— А где же твои туфли, юная леди? Скажи-ка мне скорее.
Я махнула рукой в сторону машины.
— Немедленно их надень. Мы не варвары, мы не разгуливаем тут босиком. — Слово «немедленно» она проблеяла: «ниме-е-еленно».
— Отстаньте от моей сестры. — Мика посмотрел на нее зверем.
— А ты помолчи. Терпеть не могу дерзких детей.
Мика, подбоченившись, молча на нее смотрел, а я побежала к машине за шлепками.
Увидев их на мне, Виктория сморщила нос, как разъяренная кошка.
— Это напоминает мне обувь для бассейна. У тебя есть приличные туфли?
Ничего не ответив, я со всех ног помчалась на задний дворик.
Визит длился два часа. Нас с Микой раз сто наградили негодующими презрительными гримасами.

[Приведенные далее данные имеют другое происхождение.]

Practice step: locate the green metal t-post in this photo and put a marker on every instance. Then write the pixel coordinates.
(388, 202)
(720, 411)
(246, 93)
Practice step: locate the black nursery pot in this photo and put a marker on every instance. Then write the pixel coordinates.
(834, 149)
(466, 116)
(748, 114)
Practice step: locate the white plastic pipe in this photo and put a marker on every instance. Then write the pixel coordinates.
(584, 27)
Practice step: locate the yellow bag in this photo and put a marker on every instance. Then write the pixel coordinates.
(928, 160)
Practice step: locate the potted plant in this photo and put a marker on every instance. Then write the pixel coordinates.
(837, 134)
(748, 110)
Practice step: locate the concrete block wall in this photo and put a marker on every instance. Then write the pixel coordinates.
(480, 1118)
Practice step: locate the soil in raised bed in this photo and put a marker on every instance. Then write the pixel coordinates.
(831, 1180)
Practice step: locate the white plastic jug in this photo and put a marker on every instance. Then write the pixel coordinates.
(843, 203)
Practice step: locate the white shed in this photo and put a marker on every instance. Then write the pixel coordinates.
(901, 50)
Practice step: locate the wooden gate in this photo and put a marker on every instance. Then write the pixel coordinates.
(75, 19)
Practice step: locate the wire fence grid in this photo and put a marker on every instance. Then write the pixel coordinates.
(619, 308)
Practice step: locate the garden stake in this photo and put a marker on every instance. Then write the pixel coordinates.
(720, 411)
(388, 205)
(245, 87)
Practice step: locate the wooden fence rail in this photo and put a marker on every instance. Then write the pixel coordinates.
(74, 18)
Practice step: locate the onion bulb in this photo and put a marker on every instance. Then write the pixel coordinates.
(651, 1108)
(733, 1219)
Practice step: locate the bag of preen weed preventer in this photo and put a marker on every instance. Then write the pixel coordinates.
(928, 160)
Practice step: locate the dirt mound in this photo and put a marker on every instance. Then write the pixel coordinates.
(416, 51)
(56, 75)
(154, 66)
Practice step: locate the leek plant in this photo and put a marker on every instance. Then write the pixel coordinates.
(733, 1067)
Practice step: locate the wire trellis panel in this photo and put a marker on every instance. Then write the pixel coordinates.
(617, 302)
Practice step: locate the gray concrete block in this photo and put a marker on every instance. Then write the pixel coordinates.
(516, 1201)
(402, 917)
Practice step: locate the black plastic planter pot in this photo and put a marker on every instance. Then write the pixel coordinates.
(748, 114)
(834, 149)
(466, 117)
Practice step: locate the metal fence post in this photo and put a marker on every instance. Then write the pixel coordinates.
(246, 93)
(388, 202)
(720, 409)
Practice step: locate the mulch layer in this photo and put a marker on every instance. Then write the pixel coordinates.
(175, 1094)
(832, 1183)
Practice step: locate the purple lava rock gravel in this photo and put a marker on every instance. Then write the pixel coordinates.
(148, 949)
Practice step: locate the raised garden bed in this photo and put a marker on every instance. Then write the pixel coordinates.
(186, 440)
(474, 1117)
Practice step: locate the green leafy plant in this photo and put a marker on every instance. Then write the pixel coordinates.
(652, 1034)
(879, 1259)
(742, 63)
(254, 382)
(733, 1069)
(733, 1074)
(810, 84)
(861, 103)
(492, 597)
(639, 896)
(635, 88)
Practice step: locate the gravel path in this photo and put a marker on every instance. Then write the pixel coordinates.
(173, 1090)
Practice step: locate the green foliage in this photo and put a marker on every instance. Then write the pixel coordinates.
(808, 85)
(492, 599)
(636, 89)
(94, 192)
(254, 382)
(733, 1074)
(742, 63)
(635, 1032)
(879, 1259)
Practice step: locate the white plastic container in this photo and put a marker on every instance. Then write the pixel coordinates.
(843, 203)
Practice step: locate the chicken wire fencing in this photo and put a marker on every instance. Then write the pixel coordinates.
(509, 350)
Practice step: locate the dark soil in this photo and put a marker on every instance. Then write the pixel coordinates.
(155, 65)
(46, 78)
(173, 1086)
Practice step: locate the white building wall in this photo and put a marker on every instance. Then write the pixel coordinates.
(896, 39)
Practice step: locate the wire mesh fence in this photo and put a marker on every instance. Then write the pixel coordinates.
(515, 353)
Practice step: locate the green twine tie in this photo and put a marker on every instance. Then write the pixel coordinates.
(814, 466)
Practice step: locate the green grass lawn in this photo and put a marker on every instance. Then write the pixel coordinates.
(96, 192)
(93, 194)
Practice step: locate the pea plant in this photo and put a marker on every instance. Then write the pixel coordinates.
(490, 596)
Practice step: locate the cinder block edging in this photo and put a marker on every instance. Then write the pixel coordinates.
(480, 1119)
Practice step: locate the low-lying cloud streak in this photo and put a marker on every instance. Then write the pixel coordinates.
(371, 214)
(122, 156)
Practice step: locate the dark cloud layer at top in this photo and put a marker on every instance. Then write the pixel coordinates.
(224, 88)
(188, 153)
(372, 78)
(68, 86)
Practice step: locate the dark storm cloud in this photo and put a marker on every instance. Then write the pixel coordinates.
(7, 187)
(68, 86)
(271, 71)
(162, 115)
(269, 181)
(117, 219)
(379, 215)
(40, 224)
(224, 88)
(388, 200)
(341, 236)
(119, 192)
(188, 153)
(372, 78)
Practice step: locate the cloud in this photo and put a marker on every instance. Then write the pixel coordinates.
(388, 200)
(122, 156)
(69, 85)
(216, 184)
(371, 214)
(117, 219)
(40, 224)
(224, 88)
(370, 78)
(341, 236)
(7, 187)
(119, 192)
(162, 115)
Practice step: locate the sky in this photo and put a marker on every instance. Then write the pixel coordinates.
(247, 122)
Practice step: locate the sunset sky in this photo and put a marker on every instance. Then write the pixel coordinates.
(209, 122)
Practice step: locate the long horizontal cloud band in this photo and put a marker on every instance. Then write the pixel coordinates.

Когда наконец собрались уезжать, Ребекка крепко обняла своего отца.
— До свидания, папа, береги себя.
Поцеловав ее в щеку, он сказал:
— Приезжай к нам еще, моя девочка, и поскорее.
Потом Ребекка обняла Леону, которая стояла в сторонке, чинно выпрямив спину. На ней было желтое ситцевое платье и фартучек, волосы тщательно убраны под шапочку, а на ногах плотные чулки, в такую-то жару.
— Я очень по тебе скучаю, Леона.
— И я по тебе, лапуля. А детки славные, у тебя теперь совсем другие глаза, так и сияют, это им спасибо. — Улыбнувшись нам с Микой, Леона пошла в дом, ее обширный зад слегка колыхался в такт шагам.
Леона совершенно меня покорила, даже больше, чем персиковый коблер, которым она нас угостила. Она положила сверху двойную дозу мороженого, но этот нежнейший, запеченный в духовке десерт восхитил нас меньше, чем греющая душу доброта этой женщины. Я сразу размечталась: вот бы она жила с нами.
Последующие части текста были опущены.